Energy giant BP Plc advanced 0.8 percent, Tullow Oil jumped as much as 2 percent and Total SA rallied 1 percent as oil prices rose on concerns over potential supply shortages.

TP ICAP shares slumped 32 percent. The inter-dealer broker has fired Chief Executive Officer John Phizackerley amid mounting costs linked to Brexit.

On the data front, German investor confidence fell to its lowest level in nearly six years in July, as sentiment was hurt by political uncertainty, survey data from the Centre for European Economic Research showed.

The ZEW Indicator of Economic Sentiment for Germany dropped 8.6 points to minus 24.7 points, which was the lowest reading since August 2012.

France's industrial production declined for the third straight month in May, defying economists' forecast for an increase, the statistical office Insee showed.

Industrial output dropped a seasonally adjusted 0.2 percent sequentially, slower than the 0.5 percent fall in April.

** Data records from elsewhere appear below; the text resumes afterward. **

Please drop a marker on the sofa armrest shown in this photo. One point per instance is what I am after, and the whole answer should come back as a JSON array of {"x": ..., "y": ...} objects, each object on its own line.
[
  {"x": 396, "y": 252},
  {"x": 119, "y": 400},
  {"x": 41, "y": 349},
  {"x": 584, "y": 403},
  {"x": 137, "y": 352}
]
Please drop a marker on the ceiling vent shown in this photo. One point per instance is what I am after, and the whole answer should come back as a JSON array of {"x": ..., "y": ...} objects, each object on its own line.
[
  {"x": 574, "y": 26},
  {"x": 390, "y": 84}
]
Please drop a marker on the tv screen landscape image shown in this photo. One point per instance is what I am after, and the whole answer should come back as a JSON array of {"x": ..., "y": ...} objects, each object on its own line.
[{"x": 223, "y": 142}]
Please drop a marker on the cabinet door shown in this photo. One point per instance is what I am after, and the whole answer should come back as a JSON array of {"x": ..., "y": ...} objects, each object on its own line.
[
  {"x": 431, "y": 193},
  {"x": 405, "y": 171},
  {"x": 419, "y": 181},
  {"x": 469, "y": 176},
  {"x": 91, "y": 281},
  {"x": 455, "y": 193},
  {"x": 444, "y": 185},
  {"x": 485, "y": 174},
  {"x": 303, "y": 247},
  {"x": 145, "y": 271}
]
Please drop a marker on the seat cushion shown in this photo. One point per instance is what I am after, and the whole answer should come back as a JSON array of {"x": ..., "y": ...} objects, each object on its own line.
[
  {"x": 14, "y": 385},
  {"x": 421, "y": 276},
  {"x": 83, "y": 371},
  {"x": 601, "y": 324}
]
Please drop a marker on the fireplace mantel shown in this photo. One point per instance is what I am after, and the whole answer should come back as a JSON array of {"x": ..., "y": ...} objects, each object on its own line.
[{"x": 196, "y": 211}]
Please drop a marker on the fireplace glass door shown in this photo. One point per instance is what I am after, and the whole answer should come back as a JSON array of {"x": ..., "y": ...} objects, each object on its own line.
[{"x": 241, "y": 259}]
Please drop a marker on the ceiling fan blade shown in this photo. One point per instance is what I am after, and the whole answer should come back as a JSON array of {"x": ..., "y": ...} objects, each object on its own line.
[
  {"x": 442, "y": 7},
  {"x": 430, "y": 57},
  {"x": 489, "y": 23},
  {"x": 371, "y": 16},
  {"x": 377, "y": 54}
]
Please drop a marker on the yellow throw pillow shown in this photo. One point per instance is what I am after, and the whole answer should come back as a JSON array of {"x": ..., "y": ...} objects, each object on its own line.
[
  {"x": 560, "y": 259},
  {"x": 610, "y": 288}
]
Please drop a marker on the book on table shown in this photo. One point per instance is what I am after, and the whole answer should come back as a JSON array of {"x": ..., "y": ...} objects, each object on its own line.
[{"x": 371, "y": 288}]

U.K economic growth increased in May, led by services, while production declined, the first ever-monthly GDP estimate from ONS revealed.

GDP grew 0.3 percent month-on-month in May after the 0.2 percent increase in April and a flat reading in March.

Another report showed that U.K. industrial production decreased for the third straight month in May, defying economists' forecast for an increase.

Industrial production fell 0.4 percent month-over-month in May, slower than April's revised 1.0 percent decline.